Issue #105: Wilderness

Jean Thompson’s “Wilderness” came to us through One Story reader Jason Watt, who once studied with Jean, and has been talking about her incredible skills and pursuing her for a story for a while. When “Wilderness” finally was passed to me, I brought it on the subway, where I do most of my reading. Well, I not only missed one–I missed two stops before realizing the F train had taken me way past my home. This seemed appropriate, since Anna’s narrative begins and ends on a train. In any case, I knew this story was for One Story. It’s very difficult, I think, to use letters properly in a short story, without distracting from the action or forward momentum of the piece. Somehow, Ted’s letters in “Wilderness,” even though they do not touch on the current action of Anna’s Thanksgiving trip to visit Lynn, weave their way through the emotional underpinnings of the story, so that when Anna comes to her conclusion, at the end, it feels completely on target. This story is beautifully crafted, and hits all the complicated feelings of trying to connect in middle age, whether in a marriage, a friendship, with children, or with lovers. So slip this story into your beach bag, read Jean Thompson’s Q&A, and then visit her website to read more about her work. It’s an honor to publish this National Book Award finalist and distinguished advocate for the short story.

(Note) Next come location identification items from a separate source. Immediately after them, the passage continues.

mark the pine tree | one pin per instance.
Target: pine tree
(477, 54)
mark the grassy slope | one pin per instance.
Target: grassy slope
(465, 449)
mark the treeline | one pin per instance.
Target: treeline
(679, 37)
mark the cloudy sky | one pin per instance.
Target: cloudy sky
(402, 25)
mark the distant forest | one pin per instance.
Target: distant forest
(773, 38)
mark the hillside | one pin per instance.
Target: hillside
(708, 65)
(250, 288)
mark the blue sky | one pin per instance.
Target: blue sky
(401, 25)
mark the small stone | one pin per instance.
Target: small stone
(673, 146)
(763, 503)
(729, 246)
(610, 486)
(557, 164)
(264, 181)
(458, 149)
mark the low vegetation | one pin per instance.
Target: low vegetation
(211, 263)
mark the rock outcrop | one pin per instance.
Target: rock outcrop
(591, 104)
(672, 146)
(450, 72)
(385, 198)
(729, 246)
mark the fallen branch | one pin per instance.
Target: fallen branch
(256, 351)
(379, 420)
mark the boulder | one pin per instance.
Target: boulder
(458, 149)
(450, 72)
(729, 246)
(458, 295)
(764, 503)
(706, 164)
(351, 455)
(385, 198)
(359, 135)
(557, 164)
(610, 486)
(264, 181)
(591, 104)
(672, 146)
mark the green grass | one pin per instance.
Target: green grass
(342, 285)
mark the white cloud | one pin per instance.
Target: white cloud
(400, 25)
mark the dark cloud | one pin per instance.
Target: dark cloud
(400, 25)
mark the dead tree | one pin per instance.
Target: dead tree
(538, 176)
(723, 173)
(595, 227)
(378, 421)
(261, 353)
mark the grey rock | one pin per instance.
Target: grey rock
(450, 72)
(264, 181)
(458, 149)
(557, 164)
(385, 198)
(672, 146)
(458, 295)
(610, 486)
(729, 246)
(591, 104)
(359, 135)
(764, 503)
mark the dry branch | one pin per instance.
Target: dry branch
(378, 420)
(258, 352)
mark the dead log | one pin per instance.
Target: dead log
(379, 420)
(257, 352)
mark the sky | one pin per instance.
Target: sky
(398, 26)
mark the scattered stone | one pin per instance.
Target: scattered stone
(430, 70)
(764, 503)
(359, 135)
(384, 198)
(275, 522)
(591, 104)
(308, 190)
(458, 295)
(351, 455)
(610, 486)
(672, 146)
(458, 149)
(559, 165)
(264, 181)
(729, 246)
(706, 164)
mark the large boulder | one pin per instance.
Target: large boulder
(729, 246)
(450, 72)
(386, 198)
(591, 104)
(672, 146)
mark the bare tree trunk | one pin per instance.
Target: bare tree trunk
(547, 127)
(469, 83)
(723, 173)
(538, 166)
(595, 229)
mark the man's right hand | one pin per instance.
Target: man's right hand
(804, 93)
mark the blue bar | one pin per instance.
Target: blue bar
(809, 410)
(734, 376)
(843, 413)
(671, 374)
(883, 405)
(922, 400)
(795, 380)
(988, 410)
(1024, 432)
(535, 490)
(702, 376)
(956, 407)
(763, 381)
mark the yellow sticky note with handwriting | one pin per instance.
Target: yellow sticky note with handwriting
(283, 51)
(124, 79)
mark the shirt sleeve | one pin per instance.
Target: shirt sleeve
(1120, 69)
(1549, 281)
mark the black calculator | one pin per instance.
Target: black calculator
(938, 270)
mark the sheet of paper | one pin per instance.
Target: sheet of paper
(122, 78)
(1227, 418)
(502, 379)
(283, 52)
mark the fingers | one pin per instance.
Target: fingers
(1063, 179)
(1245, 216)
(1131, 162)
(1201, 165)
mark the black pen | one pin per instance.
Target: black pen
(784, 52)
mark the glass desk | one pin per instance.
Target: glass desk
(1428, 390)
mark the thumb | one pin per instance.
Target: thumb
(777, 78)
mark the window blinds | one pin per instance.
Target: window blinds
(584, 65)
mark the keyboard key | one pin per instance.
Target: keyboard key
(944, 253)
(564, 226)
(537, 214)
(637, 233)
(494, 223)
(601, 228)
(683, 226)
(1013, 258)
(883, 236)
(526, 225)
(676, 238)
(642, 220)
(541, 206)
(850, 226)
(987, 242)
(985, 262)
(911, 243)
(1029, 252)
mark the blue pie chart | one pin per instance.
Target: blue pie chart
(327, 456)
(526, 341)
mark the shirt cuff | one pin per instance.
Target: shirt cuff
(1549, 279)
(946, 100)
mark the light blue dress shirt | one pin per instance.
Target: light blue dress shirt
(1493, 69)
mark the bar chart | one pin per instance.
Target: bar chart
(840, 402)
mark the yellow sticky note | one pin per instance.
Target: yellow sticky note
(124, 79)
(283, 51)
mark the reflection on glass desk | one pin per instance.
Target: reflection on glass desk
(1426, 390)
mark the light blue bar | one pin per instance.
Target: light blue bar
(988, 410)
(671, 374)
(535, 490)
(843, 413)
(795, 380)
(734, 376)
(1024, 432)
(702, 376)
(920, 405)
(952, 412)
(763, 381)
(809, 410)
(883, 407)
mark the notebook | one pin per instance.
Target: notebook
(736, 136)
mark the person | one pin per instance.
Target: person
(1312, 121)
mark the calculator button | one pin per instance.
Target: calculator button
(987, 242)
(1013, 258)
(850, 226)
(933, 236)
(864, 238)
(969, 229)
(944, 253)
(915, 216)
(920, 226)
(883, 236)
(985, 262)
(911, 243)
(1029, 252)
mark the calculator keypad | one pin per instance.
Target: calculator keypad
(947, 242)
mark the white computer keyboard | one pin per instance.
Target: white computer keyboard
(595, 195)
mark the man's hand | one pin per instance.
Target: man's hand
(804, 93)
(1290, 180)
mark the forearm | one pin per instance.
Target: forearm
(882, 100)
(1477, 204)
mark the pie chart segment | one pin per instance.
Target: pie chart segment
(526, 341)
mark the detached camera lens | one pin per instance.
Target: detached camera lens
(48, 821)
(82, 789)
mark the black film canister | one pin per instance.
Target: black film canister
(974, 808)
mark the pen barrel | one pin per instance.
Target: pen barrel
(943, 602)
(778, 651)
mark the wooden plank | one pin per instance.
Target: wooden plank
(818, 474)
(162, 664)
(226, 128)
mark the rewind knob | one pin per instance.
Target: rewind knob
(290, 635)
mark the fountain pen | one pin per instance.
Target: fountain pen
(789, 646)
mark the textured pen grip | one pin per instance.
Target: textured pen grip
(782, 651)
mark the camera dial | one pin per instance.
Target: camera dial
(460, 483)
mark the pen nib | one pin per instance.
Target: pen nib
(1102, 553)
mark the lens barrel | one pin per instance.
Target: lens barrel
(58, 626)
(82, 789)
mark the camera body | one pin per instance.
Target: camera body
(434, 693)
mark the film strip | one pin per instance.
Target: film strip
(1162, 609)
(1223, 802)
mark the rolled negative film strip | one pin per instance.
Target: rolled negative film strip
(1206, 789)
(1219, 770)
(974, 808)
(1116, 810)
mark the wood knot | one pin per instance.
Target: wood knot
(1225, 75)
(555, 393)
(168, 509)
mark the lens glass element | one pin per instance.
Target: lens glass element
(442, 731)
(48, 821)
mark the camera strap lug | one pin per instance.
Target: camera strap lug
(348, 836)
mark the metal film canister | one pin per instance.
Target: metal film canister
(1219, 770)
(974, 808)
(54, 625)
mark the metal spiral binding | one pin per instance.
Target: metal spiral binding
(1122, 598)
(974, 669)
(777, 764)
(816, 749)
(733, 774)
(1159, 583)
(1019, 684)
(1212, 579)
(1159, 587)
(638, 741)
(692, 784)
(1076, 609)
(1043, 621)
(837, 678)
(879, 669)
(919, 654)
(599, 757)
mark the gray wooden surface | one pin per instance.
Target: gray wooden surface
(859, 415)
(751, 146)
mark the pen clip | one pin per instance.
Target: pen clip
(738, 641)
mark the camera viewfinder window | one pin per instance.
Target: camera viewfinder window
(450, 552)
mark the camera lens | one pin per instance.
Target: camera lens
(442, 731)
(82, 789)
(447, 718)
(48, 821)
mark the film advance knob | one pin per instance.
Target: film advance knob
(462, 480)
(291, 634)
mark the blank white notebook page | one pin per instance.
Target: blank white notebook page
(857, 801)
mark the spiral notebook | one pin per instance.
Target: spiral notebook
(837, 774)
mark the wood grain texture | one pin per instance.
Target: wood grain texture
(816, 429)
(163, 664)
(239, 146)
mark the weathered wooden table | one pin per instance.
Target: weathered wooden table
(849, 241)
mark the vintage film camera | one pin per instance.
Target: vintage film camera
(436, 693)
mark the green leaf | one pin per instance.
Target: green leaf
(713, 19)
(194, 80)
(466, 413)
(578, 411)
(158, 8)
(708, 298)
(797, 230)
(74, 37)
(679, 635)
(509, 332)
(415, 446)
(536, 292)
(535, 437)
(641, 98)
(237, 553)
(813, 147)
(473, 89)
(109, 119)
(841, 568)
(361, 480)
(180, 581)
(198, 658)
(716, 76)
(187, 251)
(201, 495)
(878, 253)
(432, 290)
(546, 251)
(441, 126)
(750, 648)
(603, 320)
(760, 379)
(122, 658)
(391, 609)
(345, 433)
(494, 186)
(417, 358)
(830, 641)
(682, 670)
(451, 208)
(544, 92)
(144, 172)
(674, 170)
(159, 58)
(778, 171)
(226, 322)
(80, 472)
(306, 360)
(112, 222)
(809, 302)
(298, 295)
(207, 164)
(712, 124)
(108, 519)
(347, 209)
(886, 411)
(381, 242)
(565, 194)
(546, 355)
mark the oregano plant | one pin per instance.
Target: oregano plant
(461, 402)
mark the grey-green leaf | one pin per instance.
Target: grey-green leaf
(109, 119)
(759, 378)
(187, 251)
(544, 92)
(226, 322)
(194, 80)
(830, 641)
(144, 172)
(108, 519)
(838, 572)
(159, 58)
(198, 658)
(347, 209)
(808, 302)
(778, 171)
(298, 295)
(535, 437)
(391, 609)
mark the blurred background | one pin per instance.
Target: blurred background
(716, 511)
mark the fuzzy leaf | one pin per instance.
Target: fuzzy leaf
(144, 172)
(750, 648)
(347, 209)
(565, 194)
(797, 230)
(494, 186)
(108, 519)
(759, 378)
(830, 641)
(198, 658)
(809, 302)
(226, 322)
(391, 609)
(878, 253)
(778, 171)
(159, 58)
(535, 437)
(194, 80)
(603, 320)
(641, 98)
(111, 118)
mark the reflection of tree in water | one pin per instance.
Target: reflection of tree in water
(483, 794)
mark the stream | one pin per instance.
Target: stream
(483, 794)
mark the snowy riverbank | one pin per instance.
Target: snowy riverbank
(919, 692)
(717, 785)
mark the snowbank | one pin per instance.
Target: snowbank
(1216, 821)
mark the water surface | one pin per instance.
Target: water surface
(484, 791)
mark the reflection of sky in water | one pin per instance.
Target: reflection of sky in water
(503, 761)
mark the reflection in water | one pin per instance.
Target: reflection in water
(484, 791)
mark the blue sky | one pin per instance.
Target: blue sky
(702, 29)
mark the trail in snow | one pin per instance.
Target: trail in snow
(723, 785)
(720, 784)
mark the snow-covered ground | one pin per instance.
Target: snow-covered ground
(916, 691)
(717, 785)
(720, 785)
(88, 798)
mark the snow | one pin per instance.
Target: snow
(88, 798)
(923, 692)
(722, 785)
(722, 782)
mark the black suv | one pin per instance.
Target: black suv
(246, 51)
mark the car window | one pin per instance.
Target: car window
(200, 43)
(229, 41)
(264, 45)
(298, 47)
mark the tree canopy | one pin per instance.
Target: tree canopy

3 thoughts on “Issue #105: Wilderness

  1. My favorite so far–since December–I think because as I read I was thinking of the way I have tried to retrieve the old relationships in my life, the way I’ve questioned the choices I have made as I have examined the choices the people I thought were once my closest friends made. How dishonest we all are. How honest we think we are. Beautiful story. It made my afternoon. I’d read 10 pages. Stop. Walk away. Come back. I don’t know about Anna writing Ted a nice letter. She’ll probably go back to her apartment and turn on Janis Joplin or Tina Turner or something. Thanks.

  2. I’m only just beginning the story but love it already. I can certainly relate so far. Can’t wait to finish it which will probably later this evening. I have a lot of things to get done today. Finding time to read is terrible but I’m working on it. Do you ever publish a One Story from a lesser known and unpublished writer? Just curious.

  3. I am a huge Jean Thompson fan. Throw Like a Girl and Who Do You Love are both exceptional books. They are absorbing from the first page, and never disappoint. Full of observations like, “cynicism,…the smart-aleck variety of fear.” Glad to see her here!